Imagine we have this code:

template <class, class>
class Element
{};

template <class T>
class Util
{
public:
   template <class U>
   using BeFriend = Element<T, U>;
};

Is it possible to mark BeFriend as a friend ? (Of Util, or any other class).

Edit

The "obvious" syntax were tried, but both failed with Clang 3.6.

template <class> friend class BeFriend;
template <class> friend BeFriend;

I did not know about the second syntax, but found it in this answer. It seems to work (and be required) for non-template aliases, but does not help in this case where the alias is templated.

(Note: as some could infer from the minimal example, I am looking for a way to work-around the limitation that C++ does not allow to friend a partial template specialization)

Valdemar answered 6/11, 2015 at 9:26 Comment(9)

try it (spoiler alert: you can) – Transpadane 6/11, 2015 at 9:28

@bolov: With which syntax ? I tried both template <class> friend class BeFriend and template <class> friend BeFriend with no success on Clang 3.6, so a little more details would go a long way here :) – Valdemar 6/11, 2015 at 9:29

I spoke too soon. I thought it was trivial. My bad. – Transpadane 6/11, 2015 at 9:34

@Transpadane Okay no problem ! I like the fact that people are upvoting your comment based on the fact it is very assertive, even though they probably do not appreciate the problem at hand ;) – Valdemar 6/11, 2015 at 9:35

I need to watch that movie again. The spoiler wasn't there :)). Tried like 10 combinations, nothing works. – Transpadane 6/11, 2015 at 9:45

@Transpadane Haha ;) I am afraid this movie does not have a happy-ending, but let's use this question to make sure. – Valdemar 6/11, 2015 at 9:47

If there is a way to do it, the committee doesn't know about it. See the note at the bottom of CWG 1554. – Something 6/11, 2015 at 9:52

@T.C.: thank you, that could probably be the (sad) answer to this question. – Valdemar 6/11, 2015 at 9:54

The sad answer is the answer, as far as I can tell - there's clear (enough) wording about what can be a friend in the relevant clause in the Standard and alias templates aren't in there, so that looks like a dead end. However, there could be a workaround for your underlying question (simulating a partial specialization friend), if you're willing to change the way Element is defined - it would involve nested class templates. Not sure if it would help you. It looks like this. – Samanthasamanthia 6/11, 2015 at 17:3

I think you can't do that because partial specializations could not be declared as friend.

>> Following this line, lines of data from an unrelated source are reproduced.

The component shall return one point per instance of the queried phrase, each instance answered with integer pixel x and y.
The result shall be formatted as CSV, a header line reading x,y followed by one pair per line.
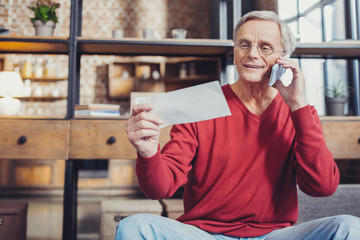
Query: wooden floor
x,y
44,219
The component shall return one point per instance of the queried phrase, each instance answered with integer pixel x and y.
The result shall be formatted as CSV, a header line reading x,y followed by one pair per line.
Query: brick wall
x,y
100,18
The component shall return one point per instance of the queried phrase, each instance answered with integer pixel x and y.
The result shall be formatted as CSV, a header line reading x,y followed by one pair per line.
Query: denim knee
x,y
347,226
132,227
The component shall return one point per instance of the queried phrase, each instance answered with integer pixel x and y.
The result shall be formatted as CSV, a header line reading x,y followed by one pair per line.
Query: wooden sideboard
x,y
40,146
33,139
106,138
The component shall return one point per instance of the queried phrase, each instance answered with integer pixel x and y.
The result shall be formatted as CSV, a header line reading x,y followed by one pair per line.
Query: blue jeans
x,y
152,227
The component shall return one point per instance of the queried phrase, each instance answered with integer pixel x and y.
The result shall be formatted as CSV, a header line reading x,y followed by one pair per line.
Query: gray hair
x,y
287,37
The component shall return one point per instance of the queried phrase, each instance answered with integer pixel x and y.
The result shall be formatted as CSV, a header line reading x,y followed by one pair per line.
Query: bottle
x,y
28,68
39,70
50,71
27,88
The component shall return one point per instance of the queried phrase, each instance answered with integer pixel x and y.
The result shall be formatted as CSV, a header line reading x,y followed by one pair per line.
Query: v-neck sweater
x,y
241,171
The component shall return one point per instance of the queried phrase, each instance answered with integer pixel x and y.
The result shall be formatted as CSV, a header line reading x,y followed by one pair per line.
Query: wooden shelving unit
x,y
75,46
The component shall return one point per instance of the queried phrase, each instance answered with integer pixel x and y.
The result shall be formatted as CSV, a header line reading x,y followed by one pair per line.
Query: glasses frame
x,y
258,48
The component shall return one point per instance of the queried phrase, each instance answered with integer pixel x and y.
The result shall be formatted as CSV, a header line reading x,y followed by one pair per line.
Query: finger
x,y
138,108
279,85
143,124
143,134
149,117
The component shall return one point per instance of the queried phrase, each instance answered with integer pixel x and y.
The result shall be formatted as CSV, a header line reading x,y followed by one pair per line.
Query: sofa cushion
x,y
346,200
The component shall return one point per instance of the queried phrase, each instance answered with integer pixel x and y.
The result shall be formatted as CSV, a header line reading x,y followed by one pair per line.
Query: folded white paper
x,y
276,72
192,104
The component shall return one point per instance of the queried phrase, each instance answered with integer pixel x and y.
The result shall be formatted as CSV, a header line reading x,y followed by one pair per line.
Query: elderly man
x,y
241,171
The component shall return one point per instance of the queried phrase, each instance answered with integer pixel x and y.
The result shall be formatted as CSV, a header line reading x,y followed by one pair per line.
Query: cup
x,y
148,33
179,33
118,33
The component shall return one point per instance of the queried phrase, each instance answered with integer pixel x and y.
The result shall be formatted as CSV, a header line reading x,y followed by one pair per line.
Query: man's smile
x,y
252,66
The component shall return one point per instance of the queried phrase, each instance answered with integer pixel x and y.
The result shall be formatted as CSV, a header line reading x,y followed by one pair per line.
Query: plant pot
x,y
335,106
44,29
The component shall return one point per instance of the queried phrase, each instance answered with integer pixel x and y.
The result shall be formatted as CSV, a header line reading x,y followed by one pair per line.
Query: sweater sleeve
x,y
161,175
316,171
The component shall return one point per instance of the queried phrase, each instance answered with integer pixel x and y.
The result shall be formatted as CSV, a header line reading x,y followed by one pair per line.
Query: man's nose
x,y
254,51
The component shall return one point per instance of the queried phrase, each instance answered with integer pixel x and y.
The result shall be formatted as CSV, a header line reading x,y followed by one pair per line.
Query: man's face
x,y
252,65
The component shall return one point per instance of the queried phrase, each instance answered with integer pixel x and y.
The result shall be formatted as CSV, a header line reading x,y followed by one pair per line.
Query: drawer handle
x,y
118,218
111,140
22,140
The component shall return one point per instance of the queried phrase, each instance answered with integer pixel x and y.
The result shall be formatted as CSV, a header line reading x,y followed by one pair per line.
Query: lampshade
x,y
11,84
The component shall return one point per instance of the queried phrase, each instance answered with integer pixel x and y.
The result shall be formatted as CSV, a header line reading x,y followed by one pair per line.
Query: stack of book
x,y
98,110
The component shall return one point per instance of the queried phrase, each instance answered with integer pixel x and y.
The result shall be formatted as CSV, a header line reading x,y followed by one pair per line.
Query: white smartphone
x,y
276,72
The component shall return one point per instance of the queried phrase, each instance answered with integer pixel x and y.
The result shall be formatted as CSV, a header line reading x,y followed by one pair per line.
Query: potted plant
x,y
336,98
45,17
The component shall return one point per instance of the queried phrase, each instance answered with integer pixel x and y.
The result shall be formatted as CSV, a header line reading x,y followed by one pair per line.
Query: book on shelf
x,y
98,106
97,113
98,110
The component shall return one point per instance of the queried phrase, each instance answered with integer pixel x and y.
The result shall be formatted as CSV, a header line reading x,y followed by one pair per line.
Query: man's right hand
x,y
143,130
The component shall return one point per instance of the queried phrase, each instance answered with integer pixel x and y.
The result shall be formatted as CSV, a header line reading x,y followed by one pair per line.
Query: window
x,y
319,21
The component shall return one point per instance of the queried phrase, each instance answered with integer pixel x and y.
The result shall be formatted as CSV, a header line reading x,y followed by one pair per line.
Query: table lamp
x,y
11,86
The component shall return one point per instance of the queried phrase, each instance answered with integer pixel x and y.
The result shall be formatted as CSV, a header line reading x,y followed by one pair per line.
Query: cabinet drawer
x,y
343,138
102,139
34,139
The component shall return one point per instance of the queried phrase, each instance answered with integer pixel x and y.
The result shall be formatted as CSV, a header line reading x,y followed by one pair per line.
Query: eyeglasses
x,y
263,48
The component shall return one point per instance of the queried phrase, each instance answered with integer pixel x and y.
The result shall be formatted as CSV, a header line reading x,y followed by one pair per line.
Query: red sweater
x,y
241,171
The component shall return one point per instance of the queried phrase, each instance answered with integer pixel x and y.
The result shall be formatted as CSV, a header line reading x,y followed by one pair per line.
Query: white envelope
x,y
192,104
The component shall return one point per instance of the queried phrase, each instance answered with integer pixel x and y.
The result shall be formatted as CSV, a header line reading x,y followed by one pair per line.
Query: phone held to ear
x,y
276,72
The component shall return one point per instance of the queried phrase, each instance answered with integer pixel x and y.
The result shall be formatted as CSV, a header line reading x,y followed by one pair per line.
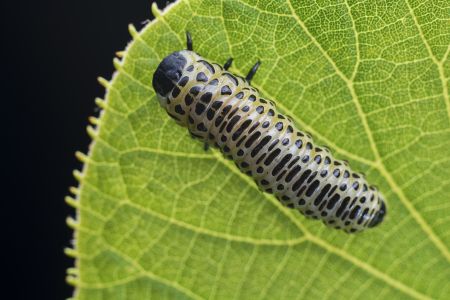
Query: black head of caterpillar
x,y
224,110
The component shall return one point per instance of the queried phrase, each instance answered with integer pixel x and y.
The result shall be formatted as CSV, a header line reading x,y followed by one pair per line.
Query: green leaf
x,y
157,217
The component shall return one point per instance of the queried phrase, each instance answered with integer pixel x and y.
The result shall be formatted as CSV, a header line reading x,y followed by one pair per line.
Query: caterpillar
x,y
224,110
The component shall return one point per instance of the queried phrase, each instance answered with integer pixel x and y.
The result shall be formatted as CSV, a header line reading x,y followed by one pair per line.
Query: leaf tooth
x,y
94,120
71,201
74,190
73,271
70,252
72,223
104,82
155,10
100,103
81,156
92,132
117,64
132,30
72,280
77,174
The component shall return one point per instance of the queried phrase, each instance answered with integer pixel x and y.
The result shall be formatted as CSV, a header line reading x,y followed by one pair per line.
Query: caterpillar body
x,y
224,110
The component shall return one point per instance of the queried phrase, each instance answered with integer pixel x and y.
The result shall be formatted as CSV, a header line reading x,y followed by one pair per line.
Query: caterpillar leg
x,y
252,71
189,45
228,63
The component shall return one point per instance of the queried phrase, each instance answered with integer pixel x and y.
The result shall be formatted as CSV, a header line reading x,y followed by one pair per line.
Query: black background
x,y
52,53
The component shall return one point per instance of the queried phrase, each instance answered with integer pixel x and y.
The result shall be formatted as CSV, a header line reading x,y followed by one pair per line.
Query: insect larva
x,y
224,110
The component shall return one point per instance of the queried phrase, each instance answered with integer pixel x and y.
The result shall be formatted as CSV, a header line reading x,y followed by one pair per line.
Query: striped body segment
x,y
225,111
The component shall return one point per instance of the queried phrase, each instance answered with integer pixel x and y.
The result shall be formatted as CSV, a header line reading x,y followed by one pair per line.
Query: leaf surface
x,y
157,217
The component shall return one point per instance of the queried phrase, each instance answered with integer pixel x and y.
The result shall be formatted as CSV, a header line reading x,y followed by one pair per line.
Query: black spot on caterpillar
x,y
224,110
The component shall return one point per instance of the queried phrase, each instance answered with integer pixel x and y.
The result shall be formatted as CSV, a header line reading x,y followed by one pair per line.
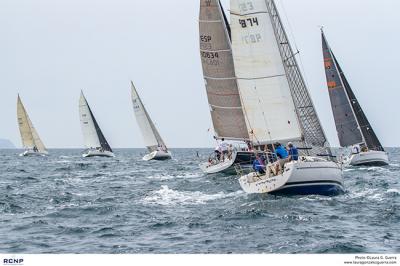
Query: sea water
x,y
64,203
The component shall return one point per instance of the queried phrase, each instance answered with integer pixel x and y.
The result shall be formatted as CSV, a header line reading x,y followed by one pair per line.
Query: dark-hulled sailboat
x,y
94,139
352,125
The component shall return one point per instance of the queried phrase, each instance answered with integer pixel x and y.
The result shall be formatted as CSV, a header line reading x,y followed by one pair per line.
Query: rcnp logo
x,y
13,261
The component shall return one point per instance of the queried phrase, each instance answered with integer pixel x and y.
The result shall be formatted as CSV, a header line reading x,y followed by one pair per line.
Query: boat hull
x,y
96,153
158,156
28,153
370,158
303,178
244,158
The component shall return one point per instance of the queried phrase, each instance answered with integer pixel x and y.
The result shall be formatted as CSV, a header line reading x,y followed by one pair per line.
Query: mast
x,y
347,126
152,137
29,136
314,135
219,73
351,122
261,76
93,135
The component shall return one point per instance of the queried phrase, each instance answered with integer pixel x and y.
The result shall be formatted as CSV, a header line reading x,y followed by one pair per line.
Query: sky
x,y
52,49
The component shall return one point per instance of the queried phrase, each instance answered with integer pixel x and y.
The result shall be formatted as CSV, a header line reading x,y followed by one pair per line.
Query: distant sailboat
x,y
277,105
30,138
94,139
221,86
153,141
352,125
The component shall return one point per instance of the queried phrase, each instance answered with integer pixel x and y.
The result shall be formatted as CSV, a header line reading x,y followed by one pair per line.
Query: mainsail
x,y
152,138
30,137
351,123
93,137
219,73
276,99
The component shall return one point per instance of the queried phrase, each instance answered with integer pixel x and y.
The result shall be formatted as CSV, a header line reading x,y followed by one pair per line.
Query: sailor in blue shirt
x,y
280,151
293,152
258,166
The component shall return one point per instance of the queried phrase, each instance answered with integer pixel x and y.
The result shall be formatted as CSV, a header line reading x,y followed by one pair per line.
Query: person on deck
x,y
282,155
217,152
224,148
258,165
356,149
293,152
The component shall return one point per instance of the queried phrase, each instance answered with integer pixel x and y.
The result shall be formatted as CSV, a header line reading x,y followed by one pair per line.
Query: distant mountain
x,y
6,144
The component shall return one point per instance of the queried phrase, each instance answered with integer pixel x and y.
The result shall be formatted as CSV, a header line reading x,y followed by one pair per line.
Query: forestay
x,y
219,74
29,136
345,120
152,138
262,80
92,134
364,129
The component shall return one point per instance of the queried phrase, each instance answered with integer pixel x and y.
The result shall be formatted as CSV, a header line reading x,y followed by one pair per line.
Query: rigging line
x,y
29,124
210,21
266,77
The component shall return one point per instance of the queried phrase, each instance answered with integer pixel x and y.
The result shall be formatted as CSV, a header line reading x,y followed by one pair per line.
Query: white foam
x,y
163,177
166,196
393,191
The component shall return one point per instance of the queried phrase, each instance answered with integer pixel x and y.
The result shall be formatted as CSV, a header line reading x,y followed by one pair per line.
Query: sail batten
x,y
29,136
262,80
152,137
92,134
313,133
219,74
351,122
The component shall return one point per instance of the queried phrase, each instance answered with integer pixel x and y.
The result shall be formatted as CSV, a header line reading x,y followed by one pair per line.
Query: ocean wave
x,y
163,177
169,197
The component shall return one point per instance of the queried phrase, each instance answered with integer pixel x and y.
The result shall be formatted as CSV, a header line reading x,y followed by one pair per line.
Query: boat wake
x,y
163,177
169,197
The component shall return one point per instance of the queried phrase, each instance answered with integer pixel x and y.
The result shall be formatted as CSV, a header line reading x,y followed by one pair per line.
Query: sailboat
x,y
352,125
94,139
31,141
153,141
222,91
277,104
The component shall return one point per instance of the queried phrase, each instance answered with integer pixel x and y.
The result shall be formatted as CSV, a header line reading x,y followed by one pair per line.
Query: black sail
x,y
351,122
370,137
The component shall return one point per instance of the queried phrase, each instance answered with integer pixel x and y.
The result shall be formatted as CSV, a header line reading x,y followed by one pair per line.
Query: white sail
x,y
263,84
91,140
29,136
152,138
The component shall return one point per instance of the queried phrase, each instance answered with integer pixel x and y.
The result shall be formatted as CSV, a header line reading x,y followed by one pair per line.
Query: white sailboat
x,y
352,125
94,139
153,141
277,104
31,141
222,91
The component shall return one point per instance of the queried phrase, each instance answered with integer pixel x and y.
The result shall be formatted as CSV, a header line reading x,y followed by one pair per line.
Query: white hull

From the stardard, [temp.friend]/7

Friend declarations shall not declare partial specializations. [ Example:
template<class T> class A { };
class X {
  template<class T> friend class A<T*>; // error
};
—end example ]

You have to specify a more generic version such as:

template <class, class> friend class Element;

or a full specified version, such as:

using BeFriend = Element<T, int>;
friend BeFriend;

Maratha answered 6/11, 2015 at 10:12 Comment(0)

The problem is not the alias, the problem is that "partial specialization cannot be declared as a friend".

template <class, class> friend class Element;        // OK

template <class, class> friend class Element<T, T>;  // Error

Niagara answered 6/11, 2015 at 10:20 Comment(0)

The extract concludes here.